Mast cells play a significant role in the pathophysiology of many diverse diseases such as asthma and pulmonary fibrosis. Ca2+ influx is essential for mast cell degranulation and release of proinflammatory mediators, while Mg2+ plays an important role in cellular homeostasis. The channels supporting divalent cation influx in human mast cells have not been identified, but candidate channels include the transient receptor potential melastatin (TRPM) family. In this study, we have investigated TRPM7 expression and function in primary human lung mast cells (HLMCs) and in the human mast cell lines LAD2 and HMC-1, using RT-PCR, patch clamp electrophysiology, and RNA interference. Whole cell voltage-clamp recordings revealed a nonselective cation current that activated spontaneously following loss of intracellular Mg2+. The current had a nonlinear current-voltage relationship with the characteristic steep outward rectification associated with TRPM7 channels.
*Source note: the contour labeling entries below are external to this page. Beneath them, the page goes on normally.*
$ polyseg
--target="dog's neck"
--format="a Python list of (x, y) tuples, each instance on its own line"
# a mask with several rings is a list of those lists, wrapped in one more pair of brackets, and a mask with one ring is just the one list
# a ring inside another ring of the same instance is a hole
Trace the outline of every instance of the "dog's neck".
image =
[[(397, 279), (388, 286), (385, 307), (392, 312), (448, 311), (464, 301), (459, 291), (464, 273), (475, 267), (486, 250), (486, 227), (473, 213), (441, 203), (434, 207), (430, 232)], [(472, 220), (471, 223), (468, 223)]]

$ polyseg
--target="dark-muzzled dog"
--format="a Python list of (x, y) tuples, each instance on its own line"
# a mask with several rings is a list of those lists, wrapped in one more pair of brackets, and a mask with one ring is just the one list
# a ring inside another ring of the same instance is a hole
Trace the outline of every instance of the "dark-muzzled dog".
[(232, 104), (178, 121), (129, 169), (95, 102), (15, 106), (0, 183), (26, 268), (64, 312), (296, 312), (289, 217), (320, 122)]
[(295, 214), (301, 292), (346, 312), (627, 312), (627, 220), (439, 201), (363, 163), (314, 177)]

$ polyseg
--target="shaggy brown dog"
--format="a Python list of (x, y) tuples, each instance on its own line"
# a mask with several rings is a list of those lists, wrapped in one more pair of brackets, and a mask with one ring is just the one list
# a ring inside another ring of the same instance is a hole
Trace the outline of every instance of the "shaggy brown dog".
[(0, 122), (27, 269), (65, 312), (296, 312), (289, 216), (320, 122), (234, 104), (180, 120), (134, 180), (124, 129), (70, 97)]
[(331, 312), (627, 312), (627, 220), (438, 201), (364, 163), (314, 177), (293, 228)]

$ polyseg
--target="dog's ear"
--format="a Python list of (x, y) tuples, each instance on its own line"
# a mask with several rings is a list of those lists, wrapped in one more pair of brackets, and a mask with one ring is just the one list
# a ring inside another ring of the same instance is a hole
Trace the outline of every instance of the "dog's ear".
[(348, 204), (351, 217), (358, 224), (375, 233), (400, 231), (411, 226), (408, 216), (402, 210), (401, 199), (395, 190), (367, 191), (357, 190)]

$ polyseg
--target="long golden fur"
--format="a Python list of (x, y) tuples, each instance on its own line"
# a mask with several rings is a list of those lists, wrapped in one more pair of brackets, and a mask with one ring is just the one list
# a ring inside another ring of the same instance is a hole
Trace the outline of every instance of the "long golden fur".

Reducing external divalent concentration from 3 to 0.3 mM dramatically increased the size of the outward current, whereas the current was markedly inhibited by elevated intracellular Mg2+ (6 mM). Ion substitution experiments revealed cation selectivity and Ca2+ permeability. RT-PCR confirmed the presence of mRNA for TRPM7 in HLMC, LAD2, and HMC-1 cells. Adenoviral-mediated knockdown of TRPM7 in HLMC with short hairpin RNA and in HMC-1 with short interfering RNA markedly reduced TRPM7 currents and induced cell death, an effect that was not rescued by raising extracellular Mg2+. In summary, HLMC and human mast cell lines express the nonselective cation channel TRPM7 whose presence is essential for cell survival.